What really amazes me is you folks don't know what the real test is for
getting on HF!!!! You have to do it!!! That means really figuring out how
to put up the appropriate antenna, tuning it, tuning and running your rig
properly, ect.


It can't be that hard; after all, hundreds of thousands of CBers
managed to get on 11 meters. Modern rigs don't require much "tuning"
and most newbies tend to buy pre-assembled dipoles or multiband
verticals. The rigs are plug and play with microphones included.

We had a pretty good license structure in the mid '60s. Most folks
started with a (non-renewable) Novice ticket with very limited
privileges to get their feet wet. Then they upgraded to General with
full amateur privileges.

That wasn't good enough for ARRL. They insisted we needed more license
classes and more exams (incentive licensing). FCC bought into it, and
we all had to upgrade or lose privileges. Now, ARRL is cheapening the
value of those higher class licenses they insisted we get.

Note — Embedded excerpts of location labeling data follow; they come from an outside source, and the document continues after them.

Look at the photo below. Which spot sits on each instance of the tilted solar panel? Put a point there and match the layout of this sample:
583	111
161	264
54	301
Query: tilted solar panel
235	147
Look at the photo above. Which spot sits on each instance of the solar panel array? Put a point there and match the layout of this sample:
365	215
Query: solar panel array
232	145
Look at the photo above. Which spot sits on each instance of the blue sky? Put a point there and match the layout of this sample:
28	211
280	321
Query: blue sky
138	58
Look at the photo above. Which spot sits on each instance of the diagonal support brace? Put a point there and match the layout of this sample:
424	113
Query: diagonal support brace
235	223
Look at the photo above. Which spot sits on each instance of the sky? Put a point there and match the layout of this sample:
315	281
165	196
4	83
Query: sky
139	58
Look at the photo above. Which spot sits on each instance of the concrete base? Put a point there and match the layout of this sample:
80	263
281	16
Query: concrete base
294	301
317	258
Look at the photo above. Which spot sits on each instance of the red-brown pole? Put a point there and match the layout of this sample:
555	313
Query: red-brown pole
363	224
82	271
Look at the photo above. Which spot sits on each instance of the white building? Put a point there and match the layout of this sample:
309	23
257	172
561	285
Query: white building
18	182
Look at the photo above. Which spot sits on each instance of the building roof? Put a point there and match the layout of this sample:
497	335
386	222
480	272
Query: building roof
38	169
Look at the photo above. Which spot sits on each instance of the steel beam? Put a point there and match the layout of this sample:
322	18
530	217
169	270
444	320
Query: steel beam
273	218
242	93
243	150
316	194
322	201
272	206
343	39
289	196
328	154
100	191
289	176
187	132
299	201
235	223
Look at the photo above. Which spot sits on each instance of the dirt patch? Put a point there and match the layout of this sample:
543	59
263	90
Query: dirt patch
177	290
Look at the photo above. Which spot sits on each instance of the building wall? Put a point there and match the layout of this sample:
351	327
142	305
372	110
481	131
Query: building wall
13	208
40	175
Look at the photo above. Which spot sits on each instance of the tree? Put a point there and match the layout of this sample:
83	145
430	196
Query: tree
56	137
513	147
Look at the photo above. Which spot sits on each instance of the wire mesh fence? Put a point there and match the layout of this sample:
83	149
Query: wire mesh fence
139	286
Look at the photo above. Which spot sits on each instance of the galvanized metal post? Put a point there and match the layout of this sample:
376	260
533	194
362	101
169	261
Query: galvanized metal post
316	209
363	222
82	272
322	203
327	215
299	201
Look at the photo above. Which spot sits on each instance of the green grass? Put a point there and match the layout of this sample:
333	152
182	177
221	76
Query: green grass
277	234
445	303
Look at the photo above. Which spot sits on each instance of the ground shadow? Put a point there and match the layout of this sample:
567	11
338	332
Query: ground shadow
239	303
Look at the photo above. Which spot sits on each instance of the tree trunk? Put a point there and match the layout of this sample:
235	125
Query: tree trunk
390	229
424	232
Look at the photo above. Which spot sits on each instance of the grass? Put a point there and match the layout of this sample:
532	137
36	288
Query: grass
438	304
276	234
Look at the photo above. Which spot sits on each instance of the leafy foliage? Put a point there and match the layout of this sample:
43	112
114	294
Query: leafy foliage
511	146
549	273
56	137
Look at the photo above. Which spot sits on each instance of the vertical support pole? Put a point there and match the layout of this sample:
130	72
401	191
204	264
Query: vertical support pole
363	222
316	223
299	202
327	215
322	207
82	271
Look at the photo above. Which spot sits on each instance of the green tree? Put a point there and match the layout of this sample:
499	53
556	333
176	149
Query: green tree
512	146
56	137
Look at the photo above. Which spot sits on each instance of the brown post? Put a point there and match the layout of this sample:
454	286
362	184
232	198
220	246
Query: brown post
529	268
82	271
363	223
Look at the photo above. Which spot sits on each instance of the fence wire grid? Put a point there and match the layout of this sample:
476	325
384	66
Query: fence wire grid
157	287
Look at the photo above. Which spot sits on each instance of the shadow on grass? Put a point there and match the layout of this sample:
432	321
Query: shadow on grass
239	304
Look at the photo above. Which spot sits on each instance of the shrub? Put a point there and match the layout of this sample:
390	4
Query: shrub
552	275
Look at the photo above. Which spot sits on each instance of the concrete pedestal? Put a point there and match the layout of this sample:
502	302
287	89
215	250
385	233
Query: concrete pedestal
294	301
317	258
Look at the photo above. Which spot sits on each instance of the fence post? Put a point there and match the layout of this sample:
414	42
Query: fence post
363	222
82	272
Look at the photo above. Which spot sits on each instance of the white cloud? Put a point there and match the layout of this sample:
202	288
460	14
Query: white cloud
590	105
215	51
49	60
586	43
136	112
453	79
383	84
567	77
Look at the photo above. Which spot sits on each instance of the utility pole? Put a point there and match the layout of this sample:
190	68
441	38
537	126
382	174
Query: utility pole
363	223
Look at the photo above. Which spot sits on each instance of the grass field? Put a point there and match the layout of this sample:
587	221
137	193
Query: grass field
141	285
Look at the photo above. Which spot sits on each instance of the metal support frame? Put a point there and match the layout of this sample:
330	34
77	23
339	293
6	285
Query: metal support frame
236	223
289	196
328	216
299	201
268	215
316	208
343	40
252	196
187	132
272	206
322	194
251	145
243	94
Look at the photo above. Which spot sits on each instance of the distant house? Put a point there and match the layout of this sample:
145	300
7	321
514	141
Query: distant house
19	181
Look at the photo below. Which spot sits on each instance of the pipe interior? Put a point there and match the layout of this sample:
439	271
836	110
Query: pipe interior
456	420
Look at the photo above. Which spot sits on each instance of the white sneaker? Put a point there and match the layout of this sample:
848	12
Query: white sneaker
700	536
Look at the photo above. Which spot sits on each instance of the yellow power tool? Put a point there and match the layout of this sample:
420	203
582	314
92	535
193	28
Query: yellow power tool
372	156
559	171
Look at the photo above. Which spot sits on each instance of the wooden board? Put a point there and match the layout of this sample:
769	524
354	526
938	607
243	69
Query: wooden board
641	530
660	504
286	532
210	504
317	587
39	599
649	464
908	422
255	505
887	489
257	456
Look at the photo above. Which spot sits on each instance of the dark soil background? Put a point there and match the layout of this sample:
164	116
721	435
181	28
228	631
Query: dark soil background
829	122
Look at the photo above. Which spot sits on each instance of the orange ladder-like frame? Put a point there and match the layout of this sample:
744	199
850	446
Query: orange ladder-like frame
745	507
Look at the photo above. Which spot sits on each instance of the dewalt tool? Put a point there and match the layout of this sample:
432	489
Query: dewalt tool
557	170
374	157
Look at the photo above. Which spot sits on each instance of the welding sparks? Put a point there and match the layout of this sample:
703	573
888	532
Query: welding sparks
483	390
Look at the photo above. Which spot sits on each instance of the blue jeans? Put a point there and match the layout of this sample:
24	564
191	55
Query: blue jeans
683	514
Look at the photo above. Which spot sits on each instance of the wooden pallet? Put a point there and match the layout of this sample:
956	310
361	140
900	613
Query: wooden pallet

Don't mean to nit-pick here but it was the FCC which dreamed up
Incentive Licensing, not the League. The FCC proposal was far more
Dracinian than was the League's response to it. In the end the FCC
bought into some of the League's arguments but imposed it's own
"vision" in other cases. If you go back thru the history of ham
regulation you'll find that it's usually been the FCC which decided
to generate the regulatory lurches, not the ARRL.


I figure that in about five years we'll have only one license class,
and that it will require only a single simple multiple-choice exam.
Will that re-energize ham radio? I doubt it.